Мама вышла в коридор. У неё были строгие глаза, как всегда. Но в этот вечер они были другими — мягкими, понимающими.
— Это она, да? — спросила мама тихим голосом.
Я просто кивнул. И впервые за долгое время она сказала не «вернись до десяти», а:
— Поторопись к ней. Напиши, когда доедешь.
Она знала. Я рассказал ей о Ха Рин. О том, как она смотрела на мир, будто он был полон красок, которые видела только она. О том, как исчезла. О том, как тяжело мне было её ждать. Мама поняла — Ха Рин значит для меня многое. Слишком многое.
Я сел в такси и, не задумываясь, сунул водителю вдвое больше обычного.
— Быстро, пожалуйста. Очень быстро.
Ветер бил в стекло. Город проносился в размытой дымке. Сердце стучало в горле. Дыхание сбивалось. И всё, что я повторял про себя, как молитву — лишь бы не поздно. Лишь бы она не... Я прогонял страшные мысли, но они съедали меня изнутри.
Больничные коридоры встречали меня уже знакомо. Я знал их — шаг за шагом, поворот за поворотом, как если бы это был путь домой. В тот вечер мои ноги несли меня сами. И, будто всё внутри затаило дыхание, я распахнул дверь палаты.
И мир... замер.
В комнате были Хи Вон, госпожа Чже, Сон И, даже господин Вон. Все они были там. И все они... улыбались. Не просто улыбались — на их лицах застыло выражение такой пронзительной радости, что в глазах отражалось солнце. Даже в глазах отца — того самого, что чаще всего молчал и прятал эмоции за строгими линиями лица, — блестели слёзы.
Они расступились, отступили в стороны, будто открывая мне путь. И я шагнул вперёд.
И тогда я увидел её.
Ха Рин сидела на койке.
Никаких приборов, никаких бесконечных капельниц, только она — живая, настоящая. Её волосы лежали мягкими волнами на плечах. Рыжие пряди будто стали ярче, когда она проснулась. Пальцы перебирали край простыни, будто она сама не до конца верила, что всё это — реальность. И когда её глаза встретились с моими, я... перестал дышать.
В моей груди вспыхнуло всё разом — огонь грусти и тоски, удивления и шока, радости и счастья. Настоящего счастья. Того самого, которое делает тебя неуверенным в ногах и дрожащим в голосе. Моё сердце будто лопнуло от чувств.
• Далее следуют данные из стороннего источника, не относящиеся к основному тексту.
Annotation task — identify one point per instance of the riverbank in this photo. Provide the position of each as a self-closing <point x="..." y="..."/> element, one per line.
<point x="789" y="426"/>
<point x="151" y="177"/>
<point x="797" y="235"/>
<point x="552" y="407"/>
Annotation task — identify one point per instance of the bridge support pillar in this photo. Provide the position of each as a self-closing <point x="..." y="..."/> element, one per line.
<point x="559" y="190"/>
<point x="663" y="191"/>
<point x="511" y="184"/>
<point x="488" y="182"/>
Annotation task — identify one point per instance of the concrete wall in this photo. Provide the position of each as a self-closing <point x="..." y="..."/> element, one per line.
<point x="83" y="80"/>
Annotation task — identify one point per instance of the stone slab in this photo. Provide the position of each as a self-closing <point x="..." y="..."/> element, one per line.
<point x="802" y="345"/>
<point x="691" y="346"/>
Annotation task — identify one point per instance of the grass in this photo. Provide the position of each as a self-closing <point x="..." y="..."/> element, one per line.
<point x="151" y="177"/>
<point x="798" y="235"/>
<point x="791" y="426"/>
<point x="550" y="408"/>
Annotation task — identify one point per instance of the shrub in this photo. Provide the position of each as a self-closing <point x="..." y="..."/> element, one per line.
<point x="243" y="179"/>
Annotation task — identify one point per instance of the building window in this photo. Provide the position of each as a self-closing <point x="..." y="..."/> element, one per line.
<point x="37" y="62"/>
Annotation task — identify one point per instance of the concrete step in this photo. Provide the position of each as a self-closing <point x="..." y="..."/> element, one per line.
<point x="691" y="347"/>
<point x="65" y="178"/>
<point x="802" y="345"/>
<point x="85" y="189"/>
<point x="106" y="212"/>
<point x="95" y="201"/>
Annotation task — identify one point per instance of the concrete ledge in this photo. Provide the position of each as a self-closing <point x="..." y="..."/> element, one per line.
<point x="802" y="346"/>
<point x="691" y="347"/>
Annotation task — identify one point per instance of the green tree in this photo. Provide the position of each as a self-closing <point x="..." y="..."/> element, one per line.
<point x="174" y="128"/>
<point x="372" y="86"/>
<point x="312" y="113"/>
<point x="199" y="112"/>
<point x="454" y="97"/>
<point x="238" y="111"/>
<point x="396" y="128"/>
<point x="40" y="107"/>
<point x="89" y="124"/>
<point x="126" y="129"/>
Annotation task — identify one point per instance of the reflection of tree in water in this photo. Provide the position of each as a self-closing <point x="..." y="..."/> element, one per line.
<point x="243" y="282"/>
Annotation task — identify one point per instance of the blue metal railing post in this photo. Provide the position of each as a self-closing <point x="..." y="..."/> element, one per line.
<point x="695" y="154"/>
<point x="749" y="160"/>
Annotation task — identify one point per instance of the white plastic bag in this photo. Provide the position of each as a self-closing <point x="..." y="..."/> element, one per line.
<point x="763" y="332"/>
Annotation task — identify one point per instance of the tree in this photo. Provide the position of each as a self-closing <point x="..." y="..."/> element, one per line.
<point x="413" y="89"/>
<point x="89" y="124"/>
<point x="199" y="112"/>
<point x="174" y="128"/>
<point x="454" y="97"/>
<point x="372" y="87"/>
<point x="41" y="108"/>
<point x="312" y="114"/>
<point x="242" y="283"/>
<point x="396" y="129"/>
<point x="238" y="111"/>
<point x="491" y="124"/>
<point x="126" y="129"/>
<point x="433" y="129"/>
А она... она улыбнулась. Тонко, с той самой искренностью, которая была только у неё. Она развела руки в стороны и тихо, почти шепотом сказала:
— Только не крепко... тело ломит.
Я не сдержался. Не смог. Подбежал к ней, опустился на колени у койки и обнял её обеими руками. Осторожно. Так, как будто она могла разбиться от малейшего прикосновения. Но в этих объятиях я отдал ей всё, что копил: страх, боль, отчаяние, веру, надежду. Любовь.
Её тело было тёплым, настоящим. Дыхание — лёгким. Она пахла больницей и чем-то ещё... Жизнью.
Я прижался к ней, и слёзы покатились по моим щекам — тихие, настоящие, долгожданные.
— Ты вернулась, — выдохнул я, едва слышно, в шепот.
Она не ответила. Просто снова обняла меня в ответ. Её пальцы чуть дрожали. А сердце... билось.
Впервые за долгое время оно билось рядом с моим.